Wahl- und Pflegeeltern sollten als Angehörige gelten: Derzeit ist die FHK für in gerader auf- und absteigender Linie Verwandte sowie für Geschwister, Ehegatten, Lebensgefährten, Schwiegereltern, Schwiegerkinder sowie Adoptiv- und Pflegekinder möglich, für den zuletzt genannten Personenkreis ist die umgekehrte Richtung derzeit nicht vorgesehen.

Für Zuschüsse aus dem FHK-Härteausgleich möchte Sozialministerin Ursula Haubner jetzt zudem den festgelegten Grenzwert des Haushaltseinkommens (gewichtet pro Person) von 500 Euro auf 700 Euro erhöhen. Die dafür notwendigen Mittel sind vorhanden.

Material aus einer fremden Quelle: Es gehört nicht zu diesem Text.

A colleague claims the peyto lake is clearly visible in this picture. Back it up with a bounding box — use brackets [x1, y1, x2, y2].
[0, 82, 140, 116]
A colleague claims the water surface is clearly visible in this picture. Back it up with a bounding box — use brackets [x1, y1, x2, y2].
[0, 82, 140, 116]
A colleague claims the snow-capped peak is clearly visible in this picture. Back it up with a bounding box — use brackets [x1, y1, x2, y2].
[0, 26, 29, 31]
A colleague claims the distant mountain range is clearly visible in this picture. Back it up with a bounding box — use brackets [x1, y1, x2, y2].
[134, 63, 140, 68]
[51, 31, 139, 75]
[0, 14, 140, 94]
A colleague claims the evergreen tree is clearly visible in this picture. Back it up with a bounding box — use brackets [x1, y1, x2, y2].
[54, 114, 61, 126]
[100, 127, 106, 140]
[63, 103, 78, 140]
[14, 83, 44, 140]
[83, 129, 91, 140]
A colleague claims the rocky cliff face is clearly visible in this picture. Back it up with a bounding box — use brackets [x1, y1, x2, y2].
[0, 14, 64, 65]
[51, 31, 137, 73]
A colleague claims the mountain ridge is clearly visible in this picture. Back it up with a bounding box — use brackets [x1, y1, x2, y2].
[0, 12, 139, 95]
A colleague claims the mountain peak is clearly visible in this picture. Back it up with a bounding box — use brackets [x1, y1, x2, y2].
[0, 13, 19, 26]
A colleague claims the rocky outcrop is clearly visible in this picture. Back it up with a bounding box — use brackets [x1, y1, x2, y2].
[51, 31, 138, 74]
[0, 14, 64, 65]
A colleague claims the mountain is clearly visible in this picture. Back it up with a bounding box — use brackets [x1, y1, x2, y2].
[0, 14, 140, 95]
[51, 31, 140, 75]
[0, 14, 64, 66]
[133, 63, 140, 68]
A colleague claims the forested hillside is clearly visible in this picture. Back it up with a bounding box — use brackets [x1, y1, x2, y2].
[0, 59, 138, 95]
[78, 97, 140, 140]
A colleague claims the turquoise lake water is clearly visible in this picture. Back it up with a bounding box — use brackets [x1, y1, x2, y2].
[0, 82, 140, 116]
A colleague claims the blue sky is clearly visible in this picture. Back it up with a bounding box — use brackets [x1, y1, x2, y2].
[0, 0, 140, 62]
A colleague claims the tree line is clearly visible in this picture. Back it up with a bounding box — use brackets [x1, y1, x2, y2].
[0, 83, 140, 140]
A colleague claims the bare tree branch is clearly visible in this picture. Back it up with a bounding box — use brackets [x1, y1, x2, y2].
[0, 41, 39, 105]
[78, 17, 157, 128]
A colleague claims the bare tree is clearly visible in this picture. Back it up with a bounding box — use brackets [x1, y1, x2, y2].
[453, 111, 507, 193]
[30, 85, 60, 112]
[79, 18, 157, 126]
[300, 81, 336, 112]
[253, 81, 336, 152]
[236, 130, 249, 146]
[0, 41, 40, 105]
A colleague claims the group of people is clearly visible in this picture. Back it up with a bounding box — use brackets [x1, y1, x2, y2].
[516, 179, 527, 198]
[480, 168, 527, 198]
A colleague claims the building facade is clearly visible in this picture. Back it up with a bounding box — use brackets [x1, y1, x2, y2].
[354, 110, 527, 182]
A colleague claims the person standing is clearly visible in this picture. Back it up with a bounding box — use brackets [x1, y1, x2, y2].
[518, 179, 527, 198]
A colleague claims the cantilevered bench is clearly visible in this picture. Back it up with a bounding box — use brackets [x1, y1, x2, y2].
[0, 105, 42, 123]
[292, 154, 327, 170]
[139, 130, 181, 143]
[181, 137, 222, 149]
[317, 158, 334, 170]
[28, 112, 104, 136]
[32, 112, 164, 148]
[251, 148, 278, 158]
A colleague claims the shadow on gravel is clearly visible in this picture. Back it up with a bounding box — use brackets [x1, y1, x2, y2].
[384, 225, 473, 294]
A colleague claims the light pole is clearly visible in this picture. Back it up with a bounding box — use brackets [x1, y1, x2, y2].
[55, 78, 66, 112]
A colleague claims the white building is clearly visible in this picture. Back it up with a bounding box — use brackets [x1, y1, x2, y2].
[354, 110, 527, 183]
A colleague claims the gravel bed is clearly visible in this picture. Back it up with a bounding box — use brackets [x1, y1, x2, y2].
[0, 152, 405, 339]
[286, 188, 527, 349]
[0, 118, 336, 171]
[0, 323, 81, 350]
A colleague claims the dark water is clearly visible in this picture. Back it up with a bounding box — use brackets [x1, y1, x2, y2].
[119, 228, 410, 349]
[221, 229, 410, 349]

„Damit bekommen mehr Menschen, mehr finanzielle Unterstützung für ihre Pflegeleistung. Zwei Drittel der jetzigen Ablehnungen könnten so positiv entschieden werden," erklärt Sozialministerin Ursula Haubner.

84% der Nutzer sind Frauen
FHK wird zu 84% von Frauen in Anspruch genommen, am intensivsten in der Altersgruppe 41-50. Vollkarenz wird von 97% gewählt. Fast ein Drittel kommt aus Sozial- oder Gesundheitsberufen. Rund ein Viertel hatte vor der Vollkarenz bereits - außerhalb der FHK-Regelungen - in der Dauer von durchschnittlich 7 Monaten die Arbeitszeit bereits zum Teil drastisch reduziert, um den/die Angehörige/n besser betreuen zu können.

In den weitaus meisten Fällen (92%) gab es wegen des FHK-Antrages keine Komplikationen, allerdings war diese Möglichkeit in einem Drittel der Betriebe vorher nicht bekannt. 7,5% der Karenznehmer/innen hatten bei der Rückkehr aus der FHK mit Schwierigkeiten im Betrieb zu kämpfen, dies führte bei insgesamt 3,9% in weiterer Folge zur Kündigung bzw. Entlassung. Die Betriebsgröße hatte dabei keinen Einfluss.

60% empfanden die zeitlich ausgeprägte Betreuung als psychisch stark oder ziemlich belastend, 47 % der Karenznehmer/innen gaben an, mit der begleiteten Person stärker allein geblieben zu sein, als ursprünglich angenommen. Verdienstentgang und der fehlende Rechtsanspruch auf existenzsichernde Leistungen waren für 48% ziemlich oder sehr belastend) die Sorge um mögliche Nachteile oder Verschlechterungen am Arbeitsplatz nach Ende der Familienhospizkarenz für 18%.

Für die Evaluierung wurden an 775 Personen, die eine FHK in Anspruch genommen haben, Fragebögen ausgesendet und mit 40 Personen vertiefende Interviews geführt. Parallel dazu wurden pflegende/begleitende Personen befragt, die keine FHK in Anspruch genommen haben sowie Gespräche mit Vertretern/innen von sozialen Diensten und Einrichtungen geführt.